The process of development follows a specific sequence:

  • Poles are established by extending streets and utilities from adjacent neighborhoods.
  • Pole location reflects the practicality of extending adjacent services, overall site proportions, inter-pole area sufficient for 1000 lots with primary school and playfield and walking distances to school and markets.
  • Transverse roads reflect the extensions of any existing routes parallel to the contours, with best potential for developing the lower slopes first due to the lesser cost of berming, grading, and paving on a lower sloped area.
  • School area and recreation field location are adjusted to the site’s topography. Mid-pole locations for the school are most favorable. Site proportions that orientate the long building axis parallel to the contours reduce the need for stairs and elevators. Recreation fields utilizing the least sloping areas for soccer or football fields are of primary interest.
  • Lotting is established along the pole strips and transverse road. Parallels are retained for future pedestrian and auto circulation. Area for playfields, daycare centers, etc., are also reserved at this time.

The locations and inter-pole distances (spacing of poles) are a key to the success of development.

  • A school and its associated playfields are a reasonable unit for the completed pole and infill development. Approximately a population of 6,000 is required to support a primary school.
  • Walking distance of approximately 400m to the school suggests a spacing of 800m between poles.

Stages of Growth Pole Development

   

Stages of Growth Pole Development

Note: The examples shown above are from a settlement on the outskirts of Bogota, Colombia.
The layout is targeted toward slope sites, although the principles would equally apply to flat areas.

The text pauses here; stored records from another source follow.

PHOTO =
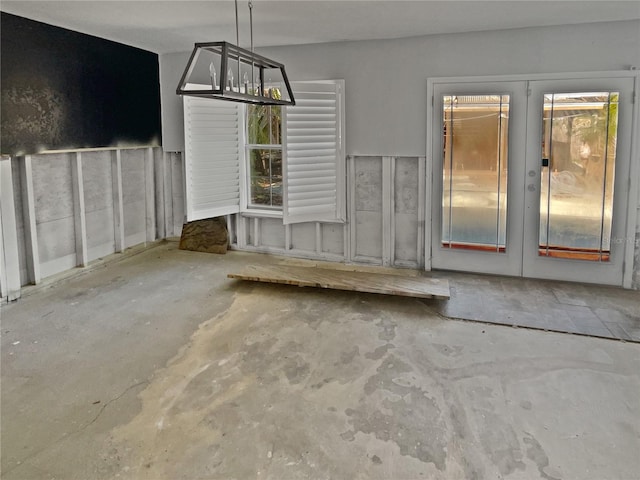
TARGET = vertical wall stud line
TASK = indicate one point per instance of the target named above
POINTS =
(158, 187)
(165, 194)
(231, 229)
(318, 238)
(4, 288)
(422, 201)
(9, 253)
(256, 232)
(29, 214)
(386, 211)
(118, 204)
(392, 211)
(79, 214)
(241, 225)
(149, 197)
(170, 215)
(287, 237)
(353, 227)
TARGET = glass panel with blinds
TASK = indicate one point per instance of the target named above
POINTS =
(578, 158)
(264, 154)
(475, 140)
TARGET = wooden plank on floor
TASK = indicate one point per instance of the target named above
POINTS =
(422, 287)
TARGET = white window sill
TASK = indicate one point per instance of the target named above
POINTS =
(262, 213)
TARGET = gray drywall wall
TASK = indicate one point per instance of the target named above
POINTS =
(150, 205)
(406, 220)
(133, 192)
(385, 80)
(53, 193)
(98, 203)
(17, 199)
(367, 219)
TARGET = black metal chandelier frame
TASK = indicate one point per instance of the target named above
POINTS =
(254, 89)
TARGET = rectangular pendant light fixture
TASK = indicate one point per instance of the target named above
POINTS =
(224, 71)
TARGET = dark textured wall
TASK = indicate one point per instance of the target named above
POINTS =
(63, 89)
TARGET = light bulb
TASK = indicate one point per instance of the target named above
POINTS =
(212, 75)
(230, 77)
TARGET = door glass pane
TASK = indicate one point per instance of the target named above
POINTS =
(474, 194)
(578, 166)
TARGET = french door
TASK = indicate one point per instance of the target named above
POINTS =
(531, 178)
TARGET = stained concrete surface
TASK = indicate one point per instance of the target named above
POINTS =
(158, 367)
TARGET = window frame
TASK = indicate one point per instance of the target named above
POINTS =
(248, 207)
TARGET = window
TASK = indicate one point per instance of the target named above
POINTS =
(264, 154)
(247, 157)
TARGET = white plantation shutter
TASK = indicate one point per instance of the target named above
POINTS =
(212, 131)
(313, 153)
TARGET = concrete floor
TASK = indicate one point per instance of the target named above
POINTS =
(156, 366)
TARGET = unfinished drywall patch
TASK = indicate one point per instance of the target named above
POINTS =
(636, 262)
(54, 210)
(133, 192)
(333, 238)
(17, 199)
(177, 193)
(406, 212)
(368, 209)
(98, 201)
(303, 236)
(271, 232)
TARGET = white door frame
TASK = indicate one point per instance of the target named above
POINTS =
(633, 200)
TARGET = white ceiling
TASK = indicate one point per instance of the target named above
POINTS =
(170, 26)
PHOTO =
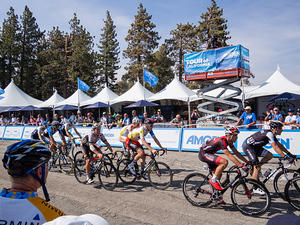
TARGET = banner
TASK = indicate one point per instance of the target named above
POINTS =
(150, 78)
(217, 59)
(83, 86)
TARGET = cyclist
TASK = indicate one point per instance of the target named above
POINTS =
(38, 133)
(208, 151)
(253, 146)
(26, 163)
(126, 130)
(132, 142)
(49, 133)
(90, 144)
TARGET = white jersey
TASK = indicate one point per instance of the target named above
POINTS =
(25, 208)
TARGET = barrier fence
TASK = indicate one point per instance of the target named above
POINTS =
(182, 139)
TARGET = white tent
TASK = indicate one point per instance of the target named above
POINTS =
(175, 90)
(135, 93)
(75, 99)
(105, 96)
(276, 84)
(52, 101)
(14, 96)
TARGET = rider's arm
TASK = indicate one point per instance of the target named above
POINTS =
(239, 155)
(232, 158)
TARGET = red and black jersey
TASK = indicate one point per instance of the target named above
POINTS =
(214, 145)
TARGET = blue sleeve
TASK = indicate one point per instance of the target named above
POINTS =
(253, 117)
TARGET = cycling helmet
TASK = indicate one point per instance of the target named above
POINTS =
(149, 121)
(136, 120)
(231, 130)
(275, 124)
(24, 157)
(55, 123)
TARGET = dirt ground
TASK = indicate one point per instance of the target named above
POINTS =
(140, 203)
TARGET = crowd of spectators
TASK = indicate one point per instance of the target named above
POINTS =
(247, 119)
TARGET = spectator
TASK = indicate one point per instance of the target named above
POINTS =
(13, 119)
(119, 120)
(276, 115)
(126, 120)
(145, 116)
(290, 118)
(249, 118)
(177, 121)
(158, 118)
(39, 120)
(103, 120)
(32, 121)
(269, 114)
(110, 121)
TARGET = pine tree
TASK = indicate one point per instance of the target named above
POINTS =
(82, 58)
(142, 40)
(9, 48)
(30, 40)
(213, 28)
(109, 53)
(183, 40)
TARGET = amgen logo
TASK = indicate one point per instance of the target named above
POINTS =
(195, 140)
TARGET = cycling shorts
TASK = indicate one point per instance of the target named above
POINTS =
(133, 145)
(253, 153)
(211, 159)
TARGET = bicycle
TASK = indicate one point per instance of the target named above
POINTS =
(282, 173)
(65, 162)
(107, 173)
(159, 174)
(199, 192)
(292, 191)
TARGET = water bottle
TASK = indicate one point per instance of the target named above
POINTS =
(267, 173)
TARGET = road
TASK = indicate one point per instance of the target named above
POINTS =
(140, 203)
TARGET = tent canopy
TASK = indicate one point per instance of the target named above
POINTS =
(75, 99)
(135, 93)
(175, 90)
(14, 96)
(105, 96)
(52, 101)
(275, 85)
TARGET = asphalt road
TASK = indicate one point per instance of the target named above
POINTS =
(140, 203)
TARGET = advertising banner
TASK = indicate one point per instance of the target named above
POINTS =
(217, 59)
(13, 132)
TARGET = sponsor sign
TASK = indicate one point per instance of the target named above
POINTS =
(14, 132)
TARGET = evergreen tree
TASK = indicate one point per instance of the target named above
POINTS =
(109, 53)
(213, 28)
(183, 40)
(9, 47)
(142, 40)
(82, 59)
(30, 41)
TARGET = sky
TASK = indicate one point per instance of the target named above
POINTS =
(270, 29)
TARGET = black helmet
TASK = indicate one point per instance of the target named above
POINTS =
(275, 124)
(23, 157)
(149, 121)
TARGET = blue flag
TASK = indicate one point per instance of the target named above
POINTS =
(83, 86)
(150, 78)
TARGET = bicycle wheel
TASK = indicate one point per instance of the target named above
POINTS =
(197, 190)
(66, 164)
(246, 201)
(108, 176)
(281, 180)
(292, 192)
(124, 173)
(160, 175)
(79, 168)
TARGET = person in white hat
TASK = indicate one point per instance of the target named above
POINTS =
(248, 117)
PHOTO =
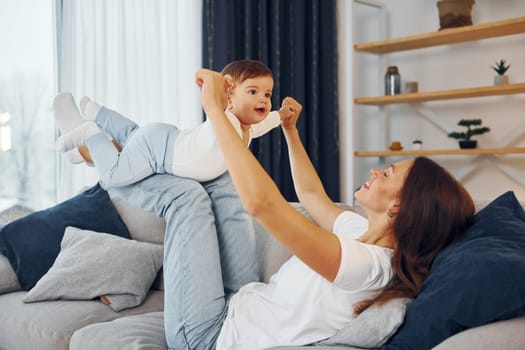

Some Examples of Proactive Intervention Strategies

Over 30 years of experience in upgrading begs the question: “What can be done to mitigate the need for upgrading. What policies are effective in preventing slums from occurring?” Two examples follow which may offer lessons for other regions.

Ouagadougo, Burkina Faso

In the mid 1980s new immigrants would be told: “Don’t squat there, it is illegal, squat here on these legal, surveyed plots.” They would be asked to pay an annual fee of 24,000 FCFA - essentially a symbolic amount. They would be registered in a telephone type of land registry, which was later incorporated into a city-wide street addressing program. The government initially trucked in water, and later water was provided by community-operated water standpipes for a fee. Latrines were mandatory and were built by the new landholders - citizens.

Lima, Peru

The Pueblos Jovenes program was carried out by SINAMOS (Sistema Nacional de Movilizacion Social) in the late 1970s. Groups of would-be landholders would get organized and carry out an overnight ‘commando-like’ action and squat on a clearly illegal site and setup an instant ‘shantytown’. Instead of sending in police to evict them, SINAMOS would relocate them to a suitable site. The government initially trucked in water, but quickly informal suppliers took over the provision.

What are common elements?

Both share the following features:

  • They are low cost, easily surveyed
  • No services are provided initially, but come in after the area is settled
  • The settlers are actively involved in decisions and through 'sweat-equity'
  • Settlers pay a small fee: it is not free
  • The cities have some form of an urban structure plan or reference plan that indicates area of possible settlement
  • Simple, non-cadastral registration/identification systems are used to record 'ownership'
  • The settlement is legally recognized by the municipality or national government

What are potential problematic issues when transferring to other cities?

  • Is land available in 'reasonable' locations that could be used for settlers? Availability implies government owned land, or land that could be purchased at low cost, and at a distance accessible to employment
  • Would land speculation and sprawl be unwelcome factors to consider?